Dunster, who grew up in Reading, England, was drawn to acting from an early age, appearing in school productions that won him much-sought attention in class and at home.
“I don’t want to put it down solely to my performance as Oliver in a Year 3 production at school, but that laid the foundation of me being a showoff,” he said.
Although he comes from a military background — both his brother and father served in the armed forces — he said his family supported his decision to pursue acting professionally by enrolling at the Bristol Old Vic Theatre School. This was in part because, as he dryly explained, “they also knew I had zero academic skills, so they were like, ‘Yeah, mate, you’ve got nothing else going for you.’”
After graduating, Dunster took a job as a server at an Asian restaurant in Brixton, but after a single trial shift, he could tell it wasn’t for him.

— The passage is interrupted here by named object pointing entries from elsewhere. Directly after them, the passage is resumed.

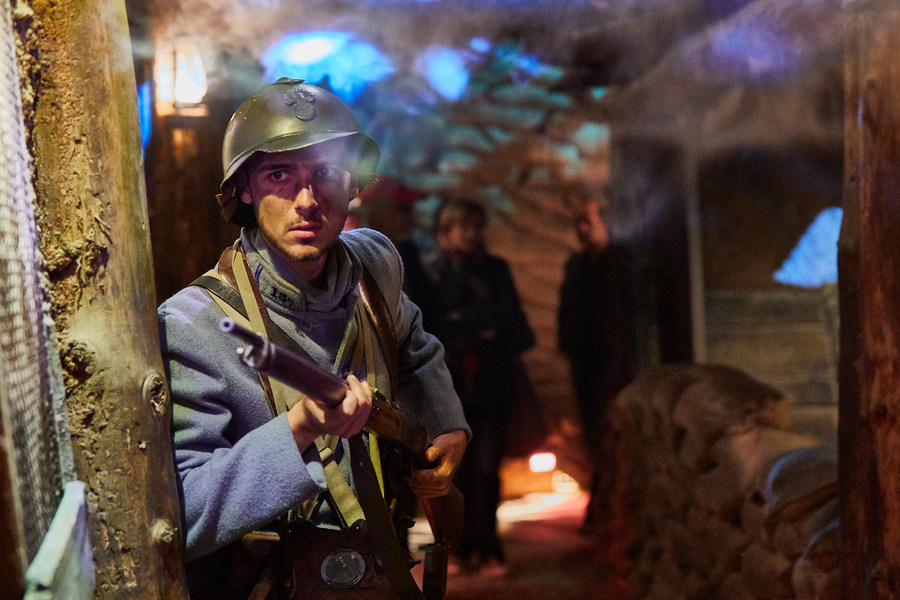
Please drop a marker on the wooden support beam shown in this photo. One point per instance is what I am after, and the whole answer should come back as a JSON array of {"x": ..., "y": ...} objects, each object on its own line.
[{"x": 869, "y": 281}]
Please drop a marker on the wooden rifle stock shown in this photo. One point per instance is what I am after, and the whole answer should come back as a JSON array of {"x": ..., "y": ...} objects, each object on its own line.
[{"x": 444, "y": 513}]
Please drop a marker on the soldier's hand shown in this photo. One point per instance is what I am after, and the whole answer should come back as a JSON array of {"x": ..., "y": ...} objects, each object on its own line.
[
  {"x": 310, "y": 418},
  {"x": 446, "y": 451}
]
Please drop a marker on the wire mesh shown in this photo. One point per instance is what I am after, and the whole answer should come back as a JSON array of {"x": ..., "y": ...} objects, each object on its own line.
[{"x": 31, "y": 397}]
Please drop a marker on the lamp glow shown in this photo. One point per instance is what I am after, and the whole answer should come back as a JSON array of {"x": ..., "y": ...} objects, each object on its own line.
[
  {"x": 190, "y": 76},
  {"x": 542, "y": 462}
]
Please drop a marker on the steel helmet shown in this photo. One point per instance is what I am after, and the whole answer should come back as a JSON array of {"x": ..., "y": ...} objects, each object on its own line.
[{"x": 287, "y": 115}]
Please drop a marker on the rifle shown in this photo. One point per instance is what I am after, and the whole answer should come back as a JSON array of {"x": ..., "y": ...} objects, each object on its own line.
[{"x": 386, "y": 419}]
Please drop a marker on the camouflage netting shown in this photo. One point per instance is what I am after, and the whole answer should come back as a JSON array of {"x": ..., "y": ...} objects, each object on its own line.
[{"x": 34, "y": 425}]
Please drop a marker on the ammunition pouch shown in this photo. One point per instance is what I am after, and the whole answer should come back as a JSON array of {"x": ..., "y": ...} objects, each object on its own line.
[{"x": 332, "y": 564}]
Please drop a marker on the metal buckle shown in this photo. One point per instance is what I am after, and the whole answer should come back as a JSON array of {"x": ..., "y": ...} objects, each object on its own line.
[{"x": 343, "y": 568}]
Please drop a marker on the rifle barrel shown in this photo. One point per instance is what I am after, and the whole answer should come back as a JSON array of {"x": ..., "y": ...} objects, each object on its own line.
[{"x": 286, "y": 366}]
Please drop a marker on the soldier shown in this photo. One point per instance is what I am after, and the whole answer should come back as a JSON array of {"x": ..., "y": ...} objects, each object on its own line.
[{"x": 254, "y": 455}]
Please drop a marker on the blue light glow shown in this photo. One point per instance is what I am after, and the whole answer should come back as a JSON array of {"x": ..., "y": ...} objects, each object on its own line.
[
  {"x": 349, "y": 64},
  {"x": 755, "y": 49},
  {"x": 814, "y": 261},
  {"x": 480, "y": 45},
  {"x": 446, "y": 71},
  {"x": 144, "y": 114}
]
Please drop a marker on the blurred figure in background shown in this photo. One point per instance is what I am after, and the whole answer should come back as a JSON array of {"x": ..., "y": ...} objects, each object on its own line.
[
  {"x": 598, "y": 307},
  {"x": 475, "y": 311}
]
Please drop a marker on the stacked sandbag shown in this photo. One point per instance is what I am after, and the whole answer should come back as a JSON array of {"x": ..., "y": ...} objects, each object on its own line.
[{"x": 728, "y": 502}]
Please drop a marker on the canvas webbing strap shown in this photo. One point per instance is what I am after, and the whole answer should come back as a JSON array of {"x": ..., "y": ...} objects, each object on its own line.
[{"x": 368, "y": 483}]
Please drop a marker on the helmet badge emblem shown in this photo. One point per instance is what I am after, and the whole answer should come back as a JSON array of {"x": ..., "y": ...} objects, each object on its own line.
[{"x": 302, "y": 102}]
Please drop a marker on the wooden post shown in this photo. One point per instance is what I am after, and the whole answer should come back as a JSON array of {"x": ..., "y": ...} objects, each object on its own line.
[
  {"x": 93, "y": 220},
  {"x": 869, "y": 282}
]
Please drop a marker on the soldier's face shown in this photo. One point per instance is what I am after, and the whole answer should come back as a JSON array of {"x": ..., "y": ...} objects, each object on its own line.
[{"x": 300, "y": 199}]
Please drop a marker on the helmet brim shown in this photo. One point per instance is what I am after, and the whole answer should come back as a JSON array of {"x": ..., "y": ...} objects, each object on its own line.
[{"x": 367, "y": 159}]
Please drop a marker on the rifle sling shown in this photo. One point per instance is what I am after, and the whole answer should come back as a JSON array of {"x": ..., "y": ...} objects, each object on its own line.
[{"x": 387, "y": 544}]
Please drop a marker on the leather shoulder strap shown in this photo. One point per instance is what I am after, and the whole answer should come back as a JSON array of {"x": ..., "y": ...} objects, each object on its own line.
[{"x": 376, "y": 307}]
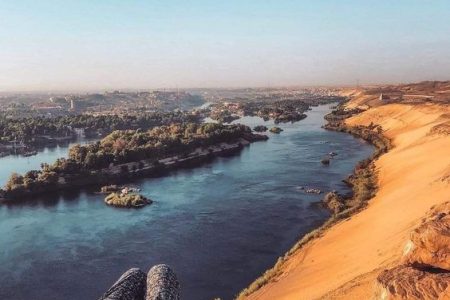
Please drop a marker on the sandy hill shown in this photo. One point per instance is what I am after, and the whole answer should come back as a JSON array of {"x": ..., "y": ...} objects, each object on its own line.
[{"x": 413, "y": 177}]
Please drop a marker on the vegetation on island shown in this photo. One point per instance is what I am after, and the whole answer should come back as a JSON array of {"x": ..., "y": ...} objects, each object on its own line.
[
  {"x": 127, "y": 200},
  {"x": 363, "y": 182},
  {"x": 40, "y": 130},
  {"x": 126, "y": 153}
]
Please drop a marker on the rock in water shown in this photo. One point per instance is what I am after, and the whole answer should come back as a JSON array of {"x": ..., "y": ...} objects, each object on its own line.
[
  {"x": 406, "y": 282},
  {"x": 430, "y": 242},
  {"x": 325, "y": 161},
  {"x": 130, "y": 286},
  {"x": 162, "y": 284},
  {"x": 276, "y": 130}
]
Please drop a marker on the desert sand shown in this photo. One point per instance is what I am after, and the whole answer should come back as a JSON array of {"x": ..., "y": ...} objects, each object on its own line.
[{"x": 412, "y": 177}]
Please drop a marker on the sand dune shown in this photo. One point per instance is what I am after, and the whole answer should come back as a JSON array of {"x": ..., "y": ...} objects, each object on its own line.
[{"x": 413, "y": 176}]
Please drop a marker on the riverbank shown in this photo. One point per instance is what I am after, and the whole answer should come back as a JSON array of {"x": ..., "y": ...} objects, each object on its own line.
[
  {"x": 344, "y": 261},
  {"x": 126, "y": 171}
]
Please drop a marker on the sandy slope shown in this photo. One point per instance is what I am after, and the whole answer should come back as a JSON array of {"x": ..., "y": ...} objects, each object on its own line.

“I flocked, man. I had someone who was looking after me, and I still managed to screw everything up,” he said. On the bus ride home, he was dismayed: “I remember thinking, ‘What am I doing? I can’t be an actor if I have to do this.’”
Fortunately, he didn’t have to: He was offered a major role in the British period gangster film The Rise of the Krays (2015) almost immediately afterward, and just like that, Dunster went from anxious graduate to professional actor and has worked steadily ever since.
He went on to earn notice with parts in the dark parenting comedy Catastrophe (2015-19) and in the Kenneth Branagh film Murder on the Orient Express (2017). But joining the cast of Ted Lasso in 2020 raised Dunster’s profile to new heights as the series became a pandemic-era phenomenon, wooing audiences and critics with its sweetly comic sincerity.
Yet despite the show’s stratospheric stateside success, it has not gained a notable cultural foothold in Britain.
“I’m constantly telling my friends, like, ‘Guys, I promise you I’m famous in America,’” Dunster joked. While he’s managed to persuade them to watch the show, the overall effect of its popularity on his career has been difficult to gauge.
On the one hand, he said, “it’s slightly easier to come by meetings in America than here, which is not something I take for granted.” On the other, the whole notion of success and viewership at home versus abroad can be an unnecessary distraction.
“It’s easy for that to be the focus rather than doing the actual work,” he said. “At the end of the day, the whole point of that stuff is to hopefully aid in me doing more interesting work.
“It’s an insidious thing,” he continued. “You can see it work its way through people — the desire to follow that stuff. It’s important not to fly too close to the sun, as some Greek dude once did.”
Ted Lasso is above all a show about goodness — about finding the goodness in others and bringing out the goodness in ourselves. That includes Tartt, who Dunster said came to be “driven by love rather than driven by hate,” which he “never thought he would choose.” It’s perhaps unsurprising that his time on Lasso has taught Dunster the importance of “working with good people.” As the series wraps up, at least for now, that’s what he’s looking for again.
“The part can be whatever — big or small, a nice guy or a bad guy, a prime minister or the opposite of a prime minister,” he said. “It doesn’t really matter, as long as the people making it are good.”